Inference about the expected performance of a data-driven dynamic treatment regime.

作者信息

Chakraborty Bibhas, Laber Eric B, Zhao Ying-Qi

机构信息

Centre for Quantitative Medicine, Duke-NUS Graduate Medical School, Singapore, Singapore Department of Biostatistics, Columbia University, New York, NY, USA

Department of Statistics, North Carolina State University, Raleigh, NC, USA.

出版信息

Clin Trials. 2014 Aug;11(4):408-417. doi: 10.1177/1740774514537727. Epub 2014 Jun 12.

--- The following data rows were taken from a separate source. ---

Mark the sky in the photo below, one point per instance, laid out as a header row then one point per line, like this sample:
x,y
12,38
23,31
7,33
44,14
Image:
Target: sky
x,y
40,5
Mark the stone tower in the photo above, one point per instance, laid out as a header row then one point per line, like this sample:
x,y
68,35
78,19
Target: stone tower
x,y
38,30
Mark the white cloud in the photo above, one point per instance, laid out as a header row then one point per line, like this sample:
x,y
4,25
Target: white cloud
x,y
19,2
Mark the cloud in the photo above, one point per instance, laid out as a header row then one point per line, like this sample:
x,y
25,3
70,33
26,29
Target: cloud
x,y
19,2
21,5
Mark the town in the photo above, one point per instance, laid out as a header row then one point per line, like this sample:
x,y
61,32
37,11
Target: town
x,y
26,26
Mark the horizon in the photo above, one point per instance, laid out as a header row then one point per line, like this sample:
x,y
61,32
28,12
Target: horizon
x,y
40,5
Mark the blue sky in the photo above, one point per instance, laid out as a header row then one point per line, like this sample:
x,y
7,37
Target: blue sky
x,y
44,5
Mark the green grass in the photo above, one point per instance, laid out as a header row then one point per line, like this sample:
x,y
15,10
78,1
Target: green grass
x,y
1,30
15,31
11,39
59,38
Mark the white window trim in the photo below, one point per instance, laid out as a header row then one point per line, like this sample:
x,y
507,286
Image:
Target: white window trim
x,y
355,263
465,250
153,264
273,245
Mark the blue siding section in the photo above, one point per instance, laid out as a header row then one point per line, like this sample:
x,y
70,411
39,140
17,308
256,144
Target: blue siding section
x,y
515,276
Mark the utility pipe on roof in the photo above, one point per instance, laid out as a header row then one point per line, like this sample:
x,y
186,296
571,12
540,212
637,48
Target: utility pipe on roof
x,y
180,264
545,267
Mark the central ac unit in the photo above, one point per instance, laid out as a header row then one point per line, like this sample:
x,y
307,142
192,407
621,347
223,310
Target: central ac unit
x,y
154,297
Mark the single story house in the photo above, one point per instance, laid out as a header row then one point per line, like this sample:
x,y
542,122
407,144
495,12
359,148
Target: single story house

DOI:10.1177/1740774514537727
PMID:24925083
原文链接:https://pmc.ncbi.nlm.nih.gov/articles/PMC4265005/
Abstract

BACKGROUND

A dynamic treatment regime (DTR) comprises a sequence of decision rules, one per stage of intervention, that recommends how to individualize treatment to patients based on evolving treatment and covariate history. These regimes are useful for managing chronic disorders, and fit into the larger paradigm of personalized medicine. The Value of a DTR is the expected outcome when the DTR is used to assign treatments to a population of interest.

PURPOSE

The Value of a data-driven DTR, estimated using data from a Sequential Multiple Assignment Randomized Trial, is both a data-dependent parameter and a non-smooth function of the underlying generative distribution. These features introduce additional variability that is not accounted for by standard methods for conducting statistical inference, for example, the bootstrap or normal approximations, if applied without adjustment. Our purpose is to provide a feasible method for constructing valid confidence intervals (CIs) for this quantity of practical interest.

METHODS

We propose a conceptually simple and computationally feasible method for constructing valid CIs for the Value of an estimated DTR based on subsampling. The method is self-tuning by virtue of an approach called the double bootstrap. We demonstrate the proposed method using a series of simulated experiments.

RESULTS

The proposed method offers considerable improvement in terms of coverage rates of the CIs over the standard bootstrap approach.

LIMITATIONS

In this article, we have restricted our attention to Q-learning for estimating the optimal DTR. However, other methods can be employed for this purpose; to keep the discussion focused, we have not explored these alternatives.

CONCLUSION

Subsampling-based CIs provide much better performance compared to standard bootstrap for the Value of an estimated DTR.

摘要

背景

动态治疗方案(DTR)由一系列决策规则组成,每个干预阶段一个,根据不断变化的治疗和协变量历史,推荐如何对患者进行个体化治疗。这些方案对于管理慢性疾病很有用,并且符合个性化医疗的更大范式。DTR的价值是当DTR用于为感兴趣的人群分配治疗时的预期结果。

目的

使用序贯多重分配随机试验的数据估计的数据驱动DTR的价值,既是一个依赖于数据的参数,也是潜在生成分布的非光滑函数。这些特征引入了额外的变异性,如果不进行调整就应用标准的统计推断方法(例如,自助法或正态近似),则无法考虑这些变异性。我们的目的是提供一种可行的方法,为这个具有实际意义的量构建有效的置信区间(CI)。

方法

我们提出了一种概念上简单且计算可行的方法,用于基于子采样为估计的DTR的价值构建有效的CI。该方法通过一种称为双重自助法的方法进行自我调整。我们使用一系列模拟实验展示了所提出的方法。

结果

与标准自助法相比,所提出的方法在CI覆盖率方面有显著改进。

局限性

在本文中,我们将注意力限制在用于估计最优DTR的Q学习上。然而,也可以为此目的采用其他方法;为了保持讨论的重点,我们没有探讨这些替代方法。

结论

与标准自助法相比,基于子采样的CI为估计的DTR的价值提供了更好的性能。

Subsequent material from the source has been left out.